BACA: Dugaan Korupsi Tunjangan Perumahan, Kejari Tahan Eks Ketua DPRD Ponorogo 

Secara desain, logo didominasi angka 530 yang dipadukan dengan ilustrasi menyerupai bunga. Konsep visual tersebut mengusung makna Sekar Kinanthi, yang melambangkan bunga kehidupan yang terus tumbuh melalui tuntunan nilai-nilai luhur, kebersamaan, serta semangat membangun Ponorogo.
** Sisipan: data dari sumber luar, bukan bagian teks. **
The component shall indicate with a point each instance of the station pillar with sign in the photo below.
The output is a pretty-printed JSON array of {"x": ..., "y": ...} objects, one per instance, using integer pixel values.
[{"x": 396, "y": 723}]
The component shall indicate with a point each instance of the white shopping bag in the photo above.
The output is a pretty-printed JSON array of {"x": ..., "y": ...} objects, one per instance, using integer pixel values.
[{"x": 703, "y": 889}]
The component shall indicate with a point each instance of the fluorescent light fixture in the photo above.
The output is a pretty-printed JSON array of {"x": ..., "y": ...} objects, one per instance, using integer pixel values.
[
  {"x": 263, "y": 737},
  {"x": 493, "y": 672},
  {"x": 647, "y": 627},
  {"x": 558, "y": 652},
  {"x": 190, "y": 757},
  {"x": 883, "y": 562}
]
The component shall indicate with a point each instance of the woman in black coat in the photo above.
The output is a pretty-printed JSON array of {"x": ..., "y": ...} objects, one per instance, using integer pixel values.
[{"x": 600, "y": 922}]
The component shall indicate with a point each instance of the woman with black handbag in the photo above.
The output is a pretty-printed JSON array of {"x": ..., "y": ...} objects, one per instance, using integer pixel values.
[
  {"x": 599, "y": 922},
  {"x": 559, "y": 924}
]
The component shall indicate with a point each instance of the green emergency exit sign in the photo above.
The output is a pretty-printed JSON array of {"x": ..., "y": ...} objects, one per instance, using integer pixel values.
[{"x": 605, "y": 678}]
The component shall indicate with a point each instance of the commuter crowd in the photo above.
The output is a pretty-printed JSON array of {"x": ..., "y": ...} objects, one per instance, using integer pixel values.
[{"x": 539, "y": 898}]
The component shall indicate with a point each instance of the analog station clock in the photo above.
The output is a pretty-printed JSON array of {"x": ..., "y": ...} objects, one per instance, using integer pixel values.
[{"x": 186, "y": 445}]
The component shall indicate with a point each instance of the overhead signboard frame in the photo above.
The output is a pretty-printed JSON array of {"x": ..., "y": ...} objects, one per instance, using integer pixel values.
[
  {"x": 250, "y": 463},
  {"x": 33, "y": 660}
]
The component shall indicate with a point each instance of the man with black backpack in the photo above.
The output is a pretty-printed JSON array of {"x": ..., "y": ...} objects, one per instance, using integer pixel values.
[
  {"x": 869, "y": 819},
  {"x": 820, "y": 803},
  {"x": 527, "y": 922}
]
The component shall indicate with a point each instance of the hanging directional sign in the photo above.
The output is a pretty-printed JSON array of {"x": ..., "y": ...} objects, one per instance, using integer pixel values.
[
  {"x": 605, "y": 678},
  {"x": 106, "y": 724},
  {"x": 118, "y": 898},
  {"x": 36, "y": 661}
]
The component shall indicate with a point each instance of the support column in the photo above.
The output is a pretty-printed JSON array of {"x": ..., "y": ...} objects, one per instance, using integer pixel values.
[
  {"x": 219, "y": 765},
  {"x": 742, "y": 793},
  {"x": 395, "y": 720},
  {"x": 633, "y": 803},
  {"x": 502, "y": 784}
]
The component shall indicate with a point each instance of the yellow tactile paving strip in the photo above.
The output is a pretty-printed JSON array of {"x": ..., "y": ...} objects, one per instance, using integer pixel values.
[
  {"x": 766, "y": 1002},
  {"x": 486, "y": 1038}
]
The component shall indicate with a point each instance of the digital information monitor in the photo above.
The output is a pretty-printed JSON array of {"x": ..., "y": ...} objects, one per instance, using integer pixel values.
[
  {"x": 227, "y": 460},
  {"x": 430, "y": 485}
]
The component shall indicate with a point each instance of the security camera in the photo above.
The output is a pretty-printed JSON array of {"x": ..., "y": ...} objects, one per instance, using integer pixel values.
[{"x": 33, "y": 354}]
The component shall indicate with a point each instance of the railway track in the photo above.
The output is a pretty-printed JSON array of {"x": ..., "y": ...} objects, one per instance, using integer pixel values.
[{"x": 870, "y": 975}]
Empat kelopak bunga yang saling terhubung merepresentasikan persatuan masyarakat, keharmonisan budaya, semangat gotong royong, dan sinergi dalam pembangunan daerah. Seluruh elemen itu bertemu pada satu titik sebagai simbol bahwa keberagaman masyarakat Ponorogo memiliki tujuan yang sama, yakni memajukan daerah.

BACA: Kabag Keuangan DPRD Ponorogo Ditahan, Dugaan Korupsi Tunjangan Perumahan Rugikan Negara Rp3,6 Miliar 

Visual bunga yang sedang mekar juga menggambarkan perkembangan budaya, perekonomian, kreativitas, dan peradaban masyarakat yang terus berkembang dari waktu ke waktu. Sementara itu, garis lengkung yang tersambung tanpa putus menjadi simbol perjalanan Kabupaten Ponorogo selama 530 tahun yang terus melangkah maju tanpa meninggalkan akar tradisi.

Lisdyarita menegaskan logo tersebut mulai digunakan sebagai identitas resmi seluruh rangkaian kegiatan Hari Jadi ke-530 Kabupaten Ponorogo.

“Logo ini resmi menjadi identitas resmi seluruh rangkaian hari jadi Kabupaten Ponorogo yang ke-530,” tegas Lisdyarita.